City man takes helm of VR association
MIKE MCCREADY HAS 19 YEARS EXPERIENCE IN NEW MEDIA
Earlier this year, he brought conference participants from 86 cities around the world to Lethbridge — without having to leave their homes.
Now Mike McCready is leading an Alberta-wide organization that aims to make those kinds of virtual reality opportunities more widely available.
A Lethbridge College faculty member with 19 years of experience in the world of new media, McCready has been named Alberta chapter president in the of international Virtual Reality/Augmented Reality Association.
An instructor in the college’s multimedia production program, McCready coordinated the Merging Realities virtual reality and augmented reality conference presented by the college earlier this year.
While preparing to meet new and returning students in the fall, McCready is excited to be part of a group working to link all of Alberta’s VR/AR designers and developers. There are clusters in Calgary and Edmonton, he says, but Lethbridge College is Alberta’s only post-secondary campus currently involved.
Looking further afield, he cites the British Columbia Institute of Technology in Burnaby and Humber College in metro Toronto as places where students and teachers are linked with the organization. Globally, he adds, the organization has members in more than 50 nations.
McCready has been teaching basic VR game design, but he points out the college’s communications arts and interior design students are making use of the technology as well.

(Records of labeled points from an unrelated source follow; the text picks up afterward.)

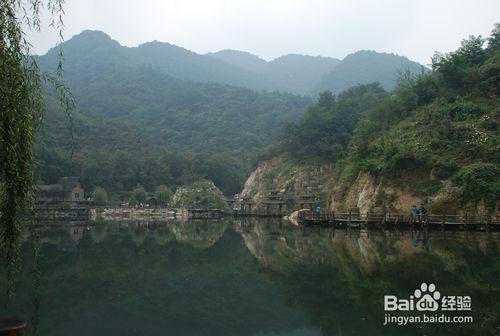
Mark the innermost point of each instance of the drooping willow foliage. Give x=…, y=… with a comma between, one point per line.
x=21, y=107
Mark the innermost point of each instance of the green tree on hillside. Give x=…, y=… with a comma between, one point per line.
x=139, y=195
x=163, y=194
x=21, y=106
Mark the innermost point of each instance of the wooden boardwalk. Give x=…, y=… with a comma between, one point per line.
x=338, y=220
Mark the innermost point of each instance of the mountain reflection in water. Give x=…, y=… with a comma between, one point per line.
x=250, y=277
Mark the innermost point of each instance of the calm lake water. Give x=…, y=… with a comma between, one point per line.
x=251, y=277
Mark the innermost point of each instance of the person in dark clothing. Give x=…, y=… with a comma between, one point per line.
x=414, y=212
x=424, y=213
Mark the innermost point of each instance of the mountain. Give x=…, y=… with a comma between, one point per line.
x=434, y=139
x=294, y=73
x=364, y=67
x=135, y=124
x=242, y=59
x=291, y=73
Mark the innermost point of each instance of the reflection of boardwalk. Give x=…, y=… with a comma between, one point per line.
x=354, y=220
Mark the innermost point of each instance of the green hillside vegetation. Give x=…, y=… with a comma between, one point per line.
x=364, y=67
x=138, y=126
x=293, y=73
x=437, y=126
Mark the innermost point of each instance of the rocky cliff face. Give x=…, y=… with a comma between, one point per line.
x=365, y=193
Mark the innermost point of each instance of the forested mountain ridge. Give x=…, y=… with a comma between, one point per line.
x=135, y=125
x=366, y=66
x=434, y=139
x=293, y=73
x=174, y=130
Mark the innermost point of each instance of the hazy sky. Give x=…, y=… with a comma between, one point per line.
x=270, y=28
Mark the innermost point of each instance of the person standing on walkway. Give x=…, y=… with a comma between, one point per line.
x=414, y=212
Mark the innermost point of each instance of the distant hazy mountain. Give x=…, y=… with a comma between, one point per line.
x=293, y=73
x=364, y=67
x=131, y=85
x=297, y=74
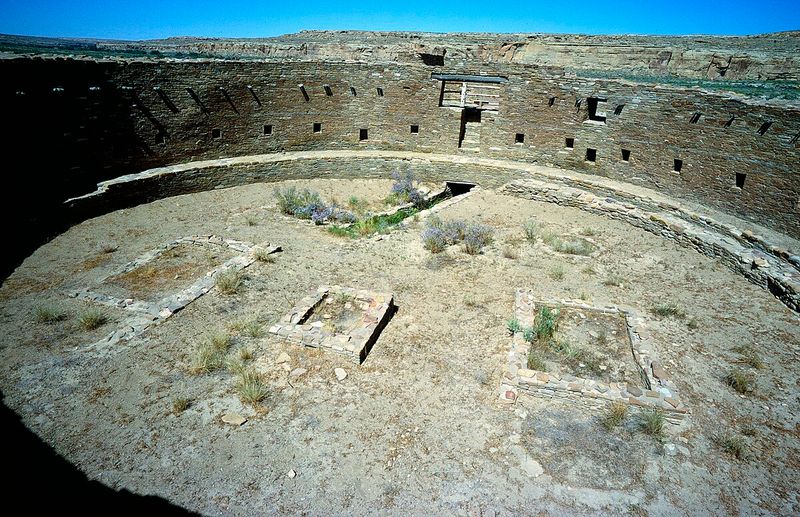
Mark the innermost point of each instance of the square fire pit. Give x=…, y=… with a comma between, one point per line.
x=344, y=320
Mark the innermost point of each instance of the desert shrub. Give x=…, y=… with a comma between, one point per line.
x=290, y=199
x=307, y=211
x=545, y=324
x=262, y=255
x=343, y=216
x=434, y=239
x=531, y=229
x=228, y=282
x=48, y=314
x=652, y=422
x=357, y=204
x=740, y=381
x=439, y=234
x=529, y=334
x=321, y=213
x=510, y=253
x=92, y=319
x=614, y=415
x=251, y=387
x=476, y=236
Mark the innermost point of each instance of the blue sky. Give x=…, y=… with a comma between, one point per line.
x=146, y=19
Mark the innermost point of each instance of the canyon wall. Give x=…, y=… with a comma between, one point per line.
x=71, y=123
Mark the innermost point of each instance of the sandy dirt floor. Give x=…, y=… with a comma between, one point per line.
x=417, y=429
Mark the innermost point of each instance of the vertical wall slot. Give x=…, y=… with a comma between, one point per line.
x=197, y=100
x=253, y=93
x=596, y=107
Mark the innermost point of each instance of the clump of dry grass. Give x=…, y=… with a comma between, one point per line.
x=251, y=387
x=668, y=309
x=262, y=255
x=180, y=404
x=228, y=282
x=92, y=318
x=614, y=415
x=750, y=356
x=48, y=314
x=734, y=445
x=210, y=356
x=652, y=423
x=510, y=253
x=740, y=381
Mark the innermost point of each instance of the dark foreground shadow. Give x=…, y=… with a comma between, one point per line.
x=36, y=474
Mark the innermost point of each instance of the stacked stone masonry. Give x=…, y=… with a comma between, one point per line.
x=659, y=391
x=102, y=119
x=771, y=266
x=376, y=310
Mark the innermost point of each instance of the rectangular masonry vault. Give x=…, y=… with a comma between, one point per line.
x=341, y=319
x=149, y=290
x=645, y=385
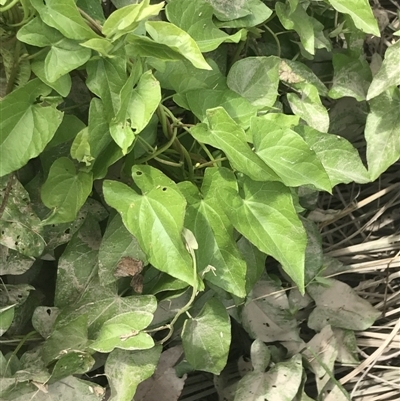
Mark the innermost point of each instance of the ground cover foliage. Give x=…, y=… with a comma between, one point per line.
x=155, y=158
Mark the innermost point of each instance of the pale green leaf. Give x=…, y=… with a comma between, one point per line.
x=196, y=18
x=226, y=10
x=238, y=108
x=360, y=12
x=20, y=227
x=296, y=74
x=214, y=233
x=64, y=56
x=65, y=190
x=226, y=135
x=27, y=125
x=65, y=17
x=298, y=20
x=338, y=156
x=280, y=383
x=206, y=338
x=308, y=106
x=77, y=265
x=288, y=155
x=144, y=101
x=6, y=318
x=106, y=78
x=124, y=331
x=338, y=305
x=352, y=77
x=382, y=132
x=155, y=218
x=259, y=13
x=178, y=40
x=126, y=369
x=62, y=85
x=256, y=79
x=265, y=214
x=37, y=33
x=127, y=19
x=388, y=75
x=117, y=243
x=268, y=318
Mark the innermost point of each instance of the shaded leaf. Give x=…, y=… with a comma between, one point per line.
x=196, y=18
x=65, y=190
x=155, y=217
x=126, y=369
x=338, y=156
x=265, y=215
x=207, y=337
x=256, y=79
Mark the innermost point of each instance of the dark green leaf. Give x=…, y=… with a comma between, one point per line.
x=226, y=135
x=126, y=369
x=285, y=151
x=28, y=125
x=266, y=216
x=155, y=217
x=65, y=190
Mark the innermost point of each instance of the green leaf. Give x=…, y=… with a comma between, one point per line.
x=117, y=243
x=62, y=85
x=288, y=155
x=266, y=216
x=337, y=304
x=6, y=318
x=155, y=216
x=178, y=40
x=226, y=135
x=352, y=77
x=124, y=331
x=196, y=18
x=207, y=337
x=65, y=190
x=388, y=75
x=106, y=78
x=382, y=132
x=64, y=56
x=256, y=79
x=127, y=19
x=309, y=107
x=269, y=318
x=144, y=101
x=340, y=159
x=200, y=101
x=214, y=233
x=280, y=383
x=65, y=17
x=20, y=227
x=77, y=265
x=360, y=12
x=37, y=33
x=298, y=20
x=230, y=10
x=259, y=13
x=66, y=338
x=126, y=369
x=27, y=126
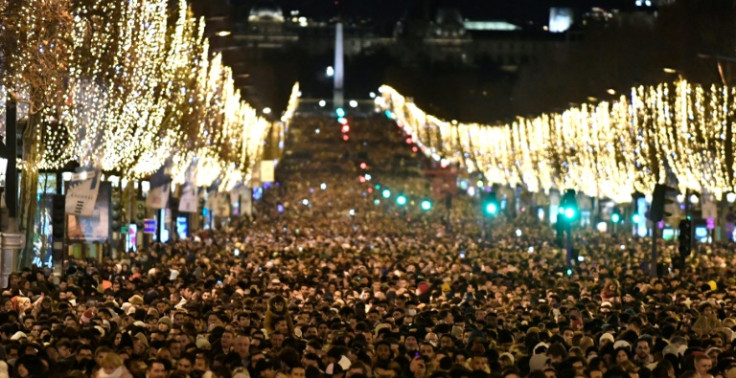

For the fall, he adds, there’s a proposal to offer the public a no-credit continuing education course to expand southern Albertans’ awareness of its possibilities.
As the Alberta president, he’s also looking at bringing VR/AR people together physically, possibly to events in Lethbridge and Calgary.
“They could talk and share and collaborate,” he says.
“And they could also showcase the amazing work being done in Alberta,” and attract investors who could help take it to the next level.
As someone who has invested plenty of his time — but not his money — in developing the field, McCready hopes he’ll be able to spur more collaboration between Albertans who are interested in developing the industry.